そしてせっかくなので最近の家普請(くどくて済みません)と絡めてみると。
つまりは日本人は,それが正しいのか、自分たちにあっているのかという事ではなく、外部に協力な中心、「世界標準」みたいなものを探し、それに「準拠」していればそれで良いという、ハウスメーカーに無批判に買わされて平気な日本人の体質が浮かび上がってきたりします。

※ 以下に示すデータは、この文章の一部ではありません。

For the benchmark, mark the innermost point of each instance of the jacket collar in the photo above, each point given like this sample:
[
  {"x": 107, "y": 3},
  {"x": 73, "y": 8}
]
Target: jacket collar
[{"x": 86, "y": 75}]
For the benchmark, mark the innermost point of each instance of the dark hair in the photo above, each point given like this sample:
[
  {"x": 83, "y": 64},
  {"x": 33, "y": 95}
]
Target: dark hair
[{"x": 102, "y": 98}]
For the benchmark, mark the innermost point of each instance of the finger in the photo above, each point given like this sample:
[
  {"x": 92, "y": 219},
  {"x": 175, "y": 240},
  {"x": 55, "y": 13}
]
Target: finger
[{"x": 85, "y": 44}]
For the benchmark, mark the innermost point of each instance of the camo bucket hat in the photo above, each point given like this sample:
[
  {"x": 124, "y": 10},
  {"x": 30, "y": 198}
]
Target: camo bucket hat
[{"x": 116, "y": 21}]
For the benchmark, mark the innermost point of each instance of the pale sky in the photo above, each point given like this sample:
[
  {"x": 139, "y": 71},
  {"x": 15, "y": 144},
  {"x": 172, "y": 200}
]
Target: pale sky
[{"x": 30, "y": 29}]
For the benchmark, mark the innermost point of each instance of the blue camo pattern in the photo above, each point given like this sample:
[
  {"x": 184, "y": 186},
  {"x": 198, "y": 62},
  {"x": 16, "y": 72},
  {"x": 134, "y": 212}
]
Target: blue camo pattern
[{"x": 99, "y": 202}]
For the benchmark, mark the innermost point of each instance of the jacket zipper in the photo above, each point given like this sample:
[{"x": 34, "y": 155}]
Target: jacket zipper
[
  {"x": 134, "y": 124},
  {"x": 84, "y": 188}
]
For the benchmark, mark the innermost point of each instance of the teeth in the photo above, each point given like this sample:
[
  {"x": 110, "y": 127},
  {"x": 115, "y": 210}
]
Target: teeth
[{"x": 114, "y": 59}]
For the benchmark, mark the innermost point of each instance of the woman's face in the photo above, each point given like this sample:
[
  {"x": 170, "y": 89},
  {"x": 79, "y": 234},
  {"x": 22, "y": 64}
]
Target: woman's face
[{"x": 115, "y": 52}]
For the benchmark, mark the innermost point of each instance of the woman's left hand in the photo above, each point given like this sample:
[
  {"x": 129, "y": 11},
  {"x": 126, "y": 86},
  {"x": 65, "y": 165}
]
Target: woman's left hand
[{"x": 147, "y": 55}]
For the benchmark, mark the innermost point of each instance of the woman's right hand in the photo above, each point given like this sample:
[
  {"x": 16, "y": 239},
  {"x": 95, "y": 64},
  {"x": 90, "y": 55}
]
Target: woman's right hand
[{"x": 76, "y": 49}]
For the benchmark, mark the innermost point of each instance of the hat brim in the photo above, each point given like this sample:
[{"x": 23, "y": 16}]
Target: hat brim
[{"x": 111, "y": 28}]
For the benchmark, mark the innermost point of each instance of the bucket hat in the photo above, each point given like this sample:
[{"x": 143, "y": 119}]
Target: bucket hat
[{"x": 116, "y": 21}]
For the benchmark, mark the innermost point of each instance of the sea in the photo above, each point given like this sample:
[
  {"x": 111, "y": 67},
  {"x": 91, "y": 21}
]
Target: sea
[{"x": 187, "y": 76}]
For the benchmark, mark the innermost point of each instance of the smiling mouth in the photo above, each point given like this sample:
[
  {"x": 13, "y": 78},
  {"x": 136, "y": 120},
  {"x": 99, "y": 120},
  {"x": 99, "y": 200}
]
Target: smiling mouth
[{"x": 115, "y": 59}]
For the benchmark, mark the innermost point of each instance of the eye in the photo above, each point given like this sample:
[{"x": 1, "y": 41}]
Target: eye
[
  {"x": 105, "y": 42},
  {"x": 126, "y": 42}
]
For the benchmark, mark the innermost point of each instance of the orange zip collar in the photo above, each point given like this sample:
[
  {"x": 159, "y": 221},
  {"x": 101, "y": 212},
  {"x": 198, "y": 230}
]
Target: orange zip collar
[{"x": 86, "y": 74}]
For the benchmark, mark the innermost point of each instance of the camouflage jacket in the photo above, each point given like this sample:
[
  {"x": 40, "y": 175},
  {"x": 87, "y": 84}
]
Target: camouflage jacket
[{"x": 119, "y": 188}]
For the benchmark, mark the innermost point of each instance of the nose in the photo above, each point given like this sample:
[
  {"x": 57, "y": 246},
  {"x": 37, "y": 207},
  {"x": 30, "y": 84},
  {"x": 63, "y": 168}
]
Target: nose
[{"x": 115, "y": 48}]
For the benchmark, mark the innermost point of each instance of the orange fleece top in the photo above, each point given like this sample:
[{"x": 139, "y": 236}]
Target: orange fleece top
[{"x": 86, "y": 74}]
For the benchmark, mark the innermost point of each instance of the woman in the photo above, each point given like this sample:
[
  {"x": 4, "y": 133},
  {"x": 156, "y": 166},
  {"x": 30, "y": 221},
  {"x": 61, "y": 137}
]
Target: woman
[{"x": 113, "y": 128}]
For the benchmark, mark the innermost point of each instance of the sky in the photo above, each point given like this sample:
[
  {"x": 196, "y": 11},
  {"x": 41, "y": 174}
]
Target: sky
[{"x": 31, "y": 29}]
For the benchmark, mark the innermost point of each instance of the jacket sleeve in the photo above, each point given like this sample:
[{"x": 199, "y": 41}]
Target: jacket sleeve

じゃあそれでもいいんじゃ?と考えることもできますが、昔の中国や強い米国、という単一(に近い)な安定した中心があった時代は未だ良かったにせよ、既にそして今後もそんな安定した中心などないわけで、だからか今の日本は混迷をしているように思いますし、やっぱり何かを選択する時にはその「辺境性」を自覚し超えなければ更に混迷するだけのように思います。
でも、その辺境性によってこそ生まれた、日本人の独特な構えのようなもの。そこには他国には真似のできない誇るべき部分もあるということ。それは皆で知り、伝えてゆきたいものですね。(でもくどいくらいに言わないと日本人は流してしまうのですね。笑)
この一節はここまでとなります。